Emery Mwazulu Diyabanza has staged similar actions in museums in the Netherlands and the southern French city of Marseille in recent months, inspired by global protests against racial injustice and colonial-era wrongs unleashed by George Floyd’s death in the United States in May by the knee-on-neck hold of a white policeman.


In the Paris case, Diyabanza and the other activists have been charged with attempted group theft of a historical object, and if convicted, they face up to 10 years in prison and a 150,000 euros ($175,460) fine, according to his lawyer. But prosecutors on Wednesday asked for fines of €1,000 against Diyabanza and €500 against his accomplices.



It is important to understand the context behind this. France has been involved in Africa for a few hundred years, not to say that other European countries have not been as well. France was involved with everything from slavery, diamond mining, mineral mining, farming and many other exploits. Throughout this time, they took back many treasures from all over Africa.


France also exploited its African colonies during the World Wars, especially the Second World War where hundreds of thousands of African men fought against the Germans in Northern Africa and Europe. This has given France the opportunity to ‘steal’ or ‘pillage’ many thousands of treasures such as paintings, sculptures, ceremonial objects and other items, as Mr Diyabanza says.

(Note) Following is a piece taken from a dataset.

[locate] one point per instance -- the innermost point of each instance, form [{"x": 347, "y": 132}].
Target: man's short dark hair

“My mother used to tell me that when the Europeans arrived, they pillaged these artifacts, they pillaged our patrimony,” he told Reuters. “We’re in a fight to recover our (cultural) wealth.” A Congolese who has lived in France for 20 years, Diyabanza belongs to a pan-African movement that is pressing France to return those artifacts and make reparations for acts of slavery.


Diyabanza’s case has led to renewed scrutiny of France’s history in a year in which anti-racism protests have forced developed nations to re-examine how they remember their colonial pasts. Diyabanza, who faces a second theft charge for removing an artifact from a Marseille museum and taking it to a police station, considers his actions politically justified. “Who is the real thief in this story? The thief is he who takes something fraudulently. I’m the legitimate inheritor,” he said.


It is important to remember that a huge amount of African cultural heritage is on display in France and around the world especially in European museums. A huge part of Africa’s cultural heritage is on display in Europe. The Quai Branly Museum in Paris holds some 70,000 African objects, with London’s British Museum holding thousands more, French art historian Benedicte Savoy told Reuters in 2018.


That year, Savoy co-authored a report with Senegalese economist Felwine Sarr recommending the widespread return of cultural artifacts removed from Africa, identifying 46,000 objects that would qualify at the Quai Branly Museum.


French officials condemned the stunt by Diyabanza, which followed president Emmanuel Macron pledge, shortly after his election in May 2017, to look at the restitution of African cultural treasures. France has since returned a ceremonial sword to Senegal and promised to return 26 dozen works to Benin – including a royal throne – that were seized by French troops in the late 19th century.


An expert report commissioned by Macron in 2018 counted some 90,000 African works in French museums but suggested a “circulation” of some works between museums rather than an outright return, saying not all were pillaged or stolen. So far, France is preparing to give back 26 works of African art, out of some 90,000 works believed held in French museums.

We are yet to see whether Diyabanza will be successful in his attempts to return African works to Africa from France with the world in the way that it is at the moment.